Queue time is the time a job spends waiting before a runner starts it. This is often the first place to look because it is invisible to test results. If tests pass and runtime looks stable once they begin, but builds wait for 3, 5, or 15 minutes before starting, your problem is capacity or scheduling, not test logic.

Track:

  • Time from job creation to runner pickup
  • Time by runner pool, environment, branch, and time of day
  • Queue depth and runner utilization over time

Queue time often points to one of these issues:

  • Not enough runners for peak demand
  • Concurrency limits on the CI platform
  • Long-running jobs hogging executors
  • A mix of job types competing for the same pool

2) Checkout and dependency restore

Source checkout, git submodule fetches, package restore, and cache hydration can become a major part of runtime, especially in large monorepos or image-heavy pipelines.

Measure:

  • Git clone or fetch duration
  • Dependency install duration
  • Cache hit rate and cache restore time
  • Artifact download duration between stages

If dependency restoration is slower but tests are not, the test suite is innocent. The bottleneck is usually cache quality, network access, package registry latency, or bloated dependency graphs.

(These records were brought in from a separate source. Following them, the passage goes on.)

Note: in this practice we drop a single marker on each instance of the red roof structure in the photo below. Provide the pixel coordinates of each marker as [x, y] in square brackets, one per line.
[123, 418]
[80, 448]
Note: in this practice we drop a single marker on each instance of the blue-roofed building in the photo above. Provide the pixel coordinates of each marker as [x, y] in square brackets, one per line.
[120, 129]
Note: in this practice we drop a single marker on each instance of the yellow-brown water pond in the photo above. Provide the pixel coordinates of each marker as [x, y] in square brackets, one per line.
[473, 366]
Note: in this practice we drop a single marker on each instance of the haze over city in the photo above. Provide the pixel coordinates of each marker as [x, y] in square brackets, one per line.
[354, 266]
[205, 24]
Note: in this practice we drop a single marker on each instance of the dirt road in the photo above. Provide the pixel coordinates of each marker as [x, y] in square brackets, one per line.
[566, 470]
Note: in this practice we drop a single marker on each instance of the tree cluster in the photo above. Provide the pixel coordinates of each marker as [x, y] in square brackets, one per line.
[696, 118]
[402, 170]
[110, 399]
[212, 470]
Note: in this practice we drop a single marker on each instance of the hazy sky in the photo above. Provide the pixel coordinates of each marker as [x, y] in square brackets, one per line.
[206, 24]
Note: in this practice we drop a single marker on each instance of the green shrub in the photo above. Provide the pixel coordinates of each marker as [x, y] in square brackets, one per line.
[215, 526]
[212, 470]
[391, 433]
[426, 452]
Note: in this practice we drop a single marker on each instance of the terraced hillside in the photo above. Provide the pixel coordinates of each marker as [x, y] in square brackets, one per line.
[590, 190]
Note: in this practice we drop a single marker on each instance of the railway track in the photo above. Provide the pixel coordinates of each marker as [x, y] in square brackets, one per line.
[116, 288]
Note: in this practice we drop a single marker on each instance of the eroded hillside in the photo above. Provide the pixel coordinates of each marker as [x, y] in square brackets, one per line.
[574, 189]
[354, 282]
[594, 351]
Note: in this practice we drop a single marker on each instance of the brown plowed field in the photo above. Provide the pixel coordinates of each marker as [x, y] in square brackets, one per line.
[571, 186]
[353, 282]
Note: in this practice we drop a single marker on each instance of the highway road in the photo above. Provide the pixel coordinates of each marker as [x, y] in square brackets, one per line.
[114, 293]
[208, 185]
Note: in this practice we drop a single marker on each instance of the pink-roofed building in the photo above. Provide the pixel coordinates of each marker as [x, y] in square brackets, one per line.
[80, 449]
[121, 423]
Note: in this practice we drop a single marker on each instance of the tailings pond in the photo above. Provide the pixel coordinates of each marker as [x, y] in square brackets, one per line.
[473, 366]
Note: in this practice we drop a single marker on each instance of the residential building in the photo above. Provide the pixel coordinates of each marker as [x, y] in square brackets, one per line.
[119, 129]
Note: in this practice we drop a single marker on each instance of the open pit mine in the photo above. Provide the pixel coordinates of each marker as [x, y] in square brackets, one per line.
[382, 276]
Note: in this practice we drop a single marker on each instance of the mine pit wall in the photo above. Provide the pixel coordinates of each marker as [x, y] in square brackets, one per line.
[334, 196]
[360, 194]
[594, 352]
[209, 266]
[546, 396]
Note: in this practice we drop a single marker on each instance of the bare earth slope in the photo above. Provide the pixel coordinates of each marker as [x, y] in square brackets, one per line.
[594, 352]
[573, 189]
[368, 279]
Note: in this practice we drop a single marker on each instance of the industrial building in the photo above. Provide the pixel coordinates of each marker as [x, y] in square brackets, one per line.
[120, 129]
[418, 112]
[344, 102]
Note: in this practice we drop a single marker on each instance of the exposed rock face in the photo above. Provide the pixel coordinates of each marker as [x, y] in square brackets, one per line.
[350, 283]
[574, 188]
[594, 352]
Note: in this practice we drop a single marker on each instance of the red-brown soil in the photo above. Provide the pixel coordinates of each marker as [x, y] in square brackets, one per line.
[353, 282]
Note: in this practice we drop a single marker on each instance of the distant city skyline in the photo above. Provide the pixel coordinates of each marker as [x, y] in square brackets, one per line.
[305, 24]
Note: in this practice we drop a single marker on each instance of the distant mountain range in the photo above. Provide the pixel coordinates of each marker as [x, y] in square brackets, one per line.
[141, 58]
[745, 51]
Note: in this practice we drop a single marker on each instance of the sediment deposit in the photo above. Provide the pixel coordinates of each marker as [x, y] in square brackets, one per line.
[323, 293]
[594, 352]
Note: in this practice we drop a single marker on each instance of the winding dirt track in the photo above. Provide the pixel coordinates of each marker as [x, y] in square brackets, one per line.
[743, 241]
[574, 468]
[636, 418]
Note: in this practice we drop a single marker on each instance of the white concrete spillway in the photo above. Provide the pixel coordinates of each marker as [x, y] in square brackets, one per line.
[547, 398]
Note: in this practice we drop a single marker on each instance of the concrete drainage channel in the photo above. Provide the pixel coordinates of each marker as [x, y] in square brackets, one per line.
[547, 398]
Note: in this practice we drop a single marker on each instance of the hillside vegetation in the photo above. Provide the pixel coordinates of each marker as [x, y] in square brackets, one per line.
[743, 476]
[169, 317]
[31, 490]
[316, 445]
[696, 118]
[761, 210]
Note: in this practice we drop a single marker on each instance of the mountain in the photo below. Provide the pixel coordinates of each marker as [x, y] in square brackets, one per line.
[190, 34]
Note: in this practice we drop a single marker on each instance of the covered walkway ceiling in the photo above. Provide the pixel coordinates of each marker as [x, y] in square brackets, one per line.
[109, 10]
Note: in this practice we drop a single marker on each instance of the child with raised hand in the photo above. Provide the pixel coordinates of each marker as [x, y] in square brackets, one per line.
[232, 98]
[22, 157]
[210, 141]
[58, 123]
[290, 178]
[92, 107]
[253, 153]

3) Environment setup and provisioning

Environment setup includes container startup, VM boot time, database initialization, browser installation, service startup, and test data seeding. These steps can be stable for months and then silently drift upward as images grow or environments become more complex.

Track:

  • Container startup time
  • VM or ephemeral environment provisioning time
  • Service readiness time
  • Test fixture creation time
  • Browser and driver startup time for UI tests

4) Test execution time

This is the part most teams watch first, but it is only one slice of the full pipeline.

Measure:

  • Per-suite runtime
  • Per-file or per-spec runtime
  • Median and p95 test duration
  • Time spent waiting on explicit or implicit waits
  • Serial vs parallel execution time

For context on the broader discipline, the software testing and test automation references are useful reminders that execution time is only one property of an automated test system, not the whole system.

5) Post-test work

Many teams forget that the pipeline is not finished when the last test passes. Reporting, artifact upload, log collection, coverage merging, container cleanup, and notifications can all add nontrivial time.

Measure:

  • Artifact upload duration
  • Coverage report generation time
  • Log compression and upload time
  • Cleanup and teardown time
  • Slack, webhook, or release note publishing time

Build a timing model before you optimize anything

The simplest way to analyze CI runtime is to treat each job as a timeline with named phases. A useful model looks like this:

  • queued
  • started
  • checkout completed
  • dependencies ready
  • environment ready
  • tests started
  • tests completed
  • artifacts uploaded
  • job finished

If you can emit timestamps for each phase, you can answer almost every performance question with data instead of intuition.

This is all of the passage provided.